Das hier ist ein Hilfeforum, falls du es vergessen haben solltest, das heißt hier sind Leute drinn die anderen Leuten *helfen* wollen! Also wirst du hier wohl kaum und nur in einem sehr unwarscheinlichen Fall jemanden finden, der Viren o.ä. verteilen will! Vielelicht solltest du mal darüber nachdenken warum du hier bist, bevor du solch harte Argumente bringst! Desweiteren schreibst du auch, dass er sich ein Programm aus dem Internet laden soll...jemanden (bitte nicht falsch verstehen!) der nicht so viel Ahnung von Computern hat, frei auf's Netz los zu lassen finde ich persönlich verwerflicher, als einen direkten Link zu der *richtigen* Seite!

Gruß der TURBOprinz

PS @ rflx: Versuchs mit nem spezialisierten Programm und Poste mal die Ereignisse


----------



## Azi (16. November 2005)

turboprinz hat gesagt.:
			
		

> PS @ rflx: Versuchs mit nem spezialisierten Programm und Poste mal die Ereignisse





			
				BSA hat gesagt.:
			
		

> Versuchs doch mal mit nem Programm das die Streams abspielt, vielleicht läufts ja damit besser!





			
				turboprinz hat gesagt.:
			
		

> PS @ BSA: Was sollte dieser völlig unnütze Kommentar von dir?

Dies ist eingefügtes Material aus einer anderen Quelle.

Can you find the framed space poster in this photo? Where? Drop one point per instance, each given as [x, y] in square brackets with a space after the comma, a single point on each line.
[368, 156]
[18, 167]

   Ich glaube, hier stimmt etwas nicht    

@rflx
Ich weiß nicht, aber vielleicht kann es auch am Browser liegen... Probier mal Firefox, oder, falls du genau diesen schon benutzt, den IE.


----------



## BSA (16. November 2005)

Ich weiß auch nicht was turboprinz hier von mir will!
Egal, ich bin schon nen bissl länger hier!

Gruß BSA


----------



## Dr Dau (17. November 2005)

Hallo!

Meint ihr nicht dass es erstmal geklärt werden sollte, um was für ein Streamingformat es sich überhaupt handelt?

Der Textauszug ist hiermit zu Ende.